What framework is best? There’s the CIS framework and the National Institute for Standards and Technology (NIST) framework. Amazon Web Services (AWS) has a framework, too, and so do Azure (the Microsoft Cloud Adoption Framework) and others. (Full disclosure: My company is an AWS and Azure partner.)
Which framework is not as important as having one that supports the multicloud or hybrid cloud model.
Use Centralized Governance, Automation and Digital Guardrails
As financial services firms scale on the cloud, there are hundreds of cloud services and thousands of ways of tracking these controls. People alone cannot always keep up with all of that.
Financial services firms should consider investing in centralized governance and automation to keep track of their cloud cost, monitoring and cloud security postures. I advise customers to have digital guardrails in place, like continuous reviews and automated assessments of their security and core cloud architectures.
You can enable automation across the cloud life cycle using programs like my company’s, AWS, Azure and CloudSentry from TrendMicro. If there are configuration deviations, automated systems can detect changes and respond to anomalies before any potential impact occurs.
Financial services organizations should implement these systems and related processes up front, not later on. They need to validate security on an ongoing basis, not just every few months.
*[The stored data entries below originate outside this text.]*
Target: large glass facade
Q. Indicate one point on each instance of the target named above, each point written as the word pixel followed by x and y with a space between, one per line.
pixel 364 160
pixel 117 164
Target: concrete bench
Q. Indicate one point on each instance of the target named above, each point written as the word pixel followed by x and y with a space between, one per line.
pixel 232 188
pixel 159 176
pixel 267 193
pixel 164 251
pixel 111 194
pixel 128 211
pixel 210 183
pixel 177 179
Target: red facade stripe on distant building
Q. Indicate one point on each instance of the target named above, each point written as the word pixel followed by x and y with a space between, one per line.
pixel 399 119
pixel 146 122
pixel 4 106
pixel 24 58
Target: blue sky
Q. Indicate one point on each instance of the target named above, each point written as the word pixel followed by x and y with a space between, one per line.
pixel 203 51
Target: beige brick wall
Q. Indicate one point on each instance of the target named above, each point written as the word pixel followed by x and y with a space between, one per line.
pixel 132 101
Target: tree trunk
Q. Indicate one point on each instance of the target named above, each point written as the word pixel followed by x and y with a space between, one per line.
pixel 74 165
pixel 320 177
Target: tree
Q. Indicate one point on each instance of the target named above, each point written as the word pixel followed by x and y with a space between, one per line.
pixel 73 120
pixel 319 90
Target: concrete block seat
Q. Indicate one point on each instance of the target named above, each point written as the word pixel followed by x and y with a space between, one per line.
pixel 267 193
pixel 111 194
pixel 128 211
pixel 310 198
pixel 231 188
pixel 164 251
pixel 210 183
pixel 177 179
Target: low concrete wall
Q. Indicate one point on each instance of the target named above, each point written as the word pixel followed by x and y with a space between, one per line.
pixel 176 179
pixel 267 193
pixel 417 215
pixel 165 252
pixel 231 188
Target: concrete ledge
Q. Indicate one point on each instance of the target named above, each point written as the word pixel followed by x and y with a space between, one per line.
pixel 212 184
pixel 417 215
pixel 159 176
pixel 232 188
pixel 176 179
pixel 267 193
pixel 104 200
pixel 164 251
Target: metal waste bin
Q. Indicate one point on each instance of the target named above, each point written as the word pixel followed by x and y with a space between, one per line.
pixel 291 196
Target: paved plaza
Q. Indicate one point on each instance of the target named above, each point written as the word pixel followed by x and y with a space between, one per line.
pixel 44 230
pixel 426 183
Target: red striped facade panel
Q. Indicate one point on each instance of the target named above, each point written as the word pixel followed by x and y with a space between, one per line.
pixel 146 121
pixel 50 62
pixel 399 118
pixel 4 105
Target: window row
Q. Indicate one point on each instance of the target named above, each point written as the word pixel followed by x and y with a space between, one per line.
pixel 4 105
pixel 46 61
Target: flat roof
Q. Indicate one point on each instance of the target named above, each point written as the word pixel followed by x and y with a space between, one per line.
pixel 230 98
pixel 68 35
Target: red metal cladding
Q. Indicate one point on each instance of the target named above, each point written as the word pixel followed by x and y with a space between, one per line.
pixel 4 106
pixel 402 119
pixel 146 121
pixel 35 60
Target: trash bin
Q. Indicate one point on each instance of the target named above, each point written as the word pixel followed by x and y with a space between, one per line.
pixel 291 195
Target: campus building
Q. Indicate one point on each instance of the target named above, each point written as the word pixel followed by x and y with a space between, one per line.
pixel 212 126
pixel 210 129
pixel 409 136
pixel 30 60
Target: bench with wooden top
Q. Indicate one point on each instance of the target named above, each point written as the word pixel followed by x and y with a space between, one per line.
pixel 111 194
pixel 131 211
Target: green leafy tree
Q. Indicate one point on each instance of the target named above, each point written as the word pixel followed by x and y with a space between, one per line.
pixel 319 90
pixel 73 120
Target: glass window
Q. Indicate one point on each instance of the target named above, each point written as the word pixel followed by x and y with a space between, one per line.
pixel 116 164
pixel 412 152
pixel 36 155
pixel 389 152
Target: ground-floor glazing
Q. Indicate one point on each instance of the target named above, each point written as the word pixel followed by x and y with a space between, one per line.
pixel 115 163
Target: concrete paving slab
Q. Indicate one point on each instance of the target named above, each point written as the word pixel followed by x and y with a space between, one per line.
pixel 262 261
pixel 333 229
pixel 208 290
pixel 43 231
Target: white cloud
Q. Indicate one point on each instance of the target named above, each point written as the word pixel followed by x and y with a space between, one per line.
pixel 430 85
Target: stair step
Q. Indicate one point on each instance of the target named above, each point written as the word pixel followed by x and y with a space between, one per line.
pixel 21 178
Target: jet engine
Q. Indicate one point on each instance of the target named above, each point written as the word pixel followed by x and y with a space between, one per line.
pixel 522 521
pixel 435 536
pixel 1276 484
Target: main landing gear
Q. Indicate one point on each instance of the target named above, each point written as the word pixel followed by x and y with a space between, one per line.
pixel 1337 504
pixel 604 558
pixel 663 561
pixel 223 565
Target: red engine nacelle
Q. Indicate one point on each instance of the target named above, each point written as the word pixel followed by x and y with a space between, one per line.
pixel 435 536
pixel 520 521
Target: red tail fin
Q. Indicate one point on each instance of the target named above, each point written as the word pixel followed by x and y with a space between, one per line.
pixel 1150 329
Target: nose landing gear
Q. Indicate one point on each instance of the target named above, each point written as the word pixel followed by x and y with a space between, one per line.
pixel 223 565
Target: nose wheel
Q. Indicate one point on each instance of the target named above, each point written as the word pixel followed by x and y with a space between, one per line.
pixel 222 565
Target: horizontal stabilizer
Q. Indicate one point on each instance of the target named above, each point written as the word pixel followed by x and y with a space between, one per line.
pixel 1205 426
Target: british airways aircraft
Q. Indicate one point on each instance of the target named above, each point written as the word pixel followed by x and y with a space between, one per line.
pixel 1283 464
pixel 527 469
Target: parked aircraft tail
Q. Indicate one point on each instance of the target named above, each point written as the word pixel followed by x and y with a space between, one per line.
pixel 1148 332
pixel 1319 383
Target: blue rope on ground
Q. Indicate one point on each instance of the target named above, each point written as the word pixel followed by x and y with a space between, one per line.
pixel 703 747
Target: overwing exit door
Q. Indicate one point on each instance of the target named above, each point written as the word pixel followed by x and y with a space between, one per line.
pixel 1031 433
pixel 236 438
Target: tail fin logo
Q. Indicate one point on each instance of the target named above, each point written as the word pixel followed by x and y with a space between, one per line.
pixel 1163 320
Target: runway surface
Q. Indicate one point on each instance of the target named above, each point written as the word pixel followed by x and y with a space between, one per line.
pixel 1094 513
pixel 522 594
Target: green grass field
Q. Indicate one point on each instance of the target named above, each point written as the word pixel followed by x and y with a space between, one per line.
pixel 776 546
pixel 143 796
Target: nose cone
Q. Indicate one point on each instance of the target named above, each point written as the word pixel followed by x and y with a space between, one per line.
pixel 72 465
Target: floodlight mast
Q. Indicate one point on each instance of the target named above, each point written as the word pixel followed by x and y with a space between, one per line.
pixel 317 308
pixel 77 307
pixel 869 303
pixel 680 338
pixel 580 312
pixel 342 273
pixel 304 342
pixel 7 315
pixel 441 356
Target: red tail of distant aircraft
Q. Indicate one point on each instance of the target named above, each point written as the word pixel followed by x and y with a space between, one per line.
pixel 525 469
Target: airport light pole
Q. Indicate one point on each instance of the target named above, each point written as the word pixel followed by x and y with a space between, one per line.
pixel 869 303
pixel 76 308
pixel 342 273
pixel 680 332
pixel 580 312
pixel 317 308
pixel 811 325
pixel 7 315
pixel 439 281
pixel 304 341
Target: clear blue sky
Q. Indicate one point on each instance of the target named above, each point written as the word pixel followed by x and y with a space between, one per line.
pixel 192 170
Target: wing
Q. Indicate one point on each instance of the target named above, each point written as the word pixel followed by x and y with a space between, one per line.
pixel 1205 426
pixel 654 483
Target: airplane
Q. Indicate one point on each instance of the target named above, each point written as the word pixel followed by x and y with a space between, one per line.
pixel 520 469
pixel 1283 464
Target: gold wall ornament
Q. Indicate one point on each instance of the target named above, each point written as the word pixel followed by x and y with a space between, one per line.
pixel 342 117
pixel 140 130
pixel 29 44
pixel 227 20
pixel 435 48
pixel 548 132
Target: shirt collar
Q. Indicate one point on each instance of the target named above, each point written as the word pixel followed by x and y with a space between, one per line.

And they should implement a continuous integration and delivery (CI/CD) pipeline to automate the steps in their software delivery processes.
Pick a Credible Partner
Organizations pursuing multicloud or hybrid cloud strategies need to understand something very important. Cloud providers will give them the tools, but organizations are responsible for security, compliance and for stitching everything together so they have common visibility and governance.
Businesses can figure out how to handle security and compliance. But it requires investment, talent and expertise. There is a more cost-efficient, expeditious and reliable option — engaging a partner with credibility in compliance and security. This is a point that many organizations miss.
Compliance and security specialists also understand the importance of capturing log data, and they can assist financial services firms with the best ways to provide evidence of what your organization did and did not do.
There are several factors to consider to identify the right specialist for your needs:
Get Started, Continuously Assess and Grow
Once a financial services organization has done preparation and planning and established a robust architectural framework, it should conduct assessments, architectural due diligence and validation of reference architectures. That should involve moving a few workloads to conduct experiments on performance and availability. This identifies what can be moved and controlled.
By constantly validating and assessing against workloads — before, during and after migration and implementation — organizations can compare expectations against outcomes, learn about their risks and address gaps.
Multicloud and hybrid cloud create new challenges for organizations, especially financial services firms. But with multicloud visibility and the right governance, partners, planning and technologies, financial services firms can be more competitive, compliant and secure.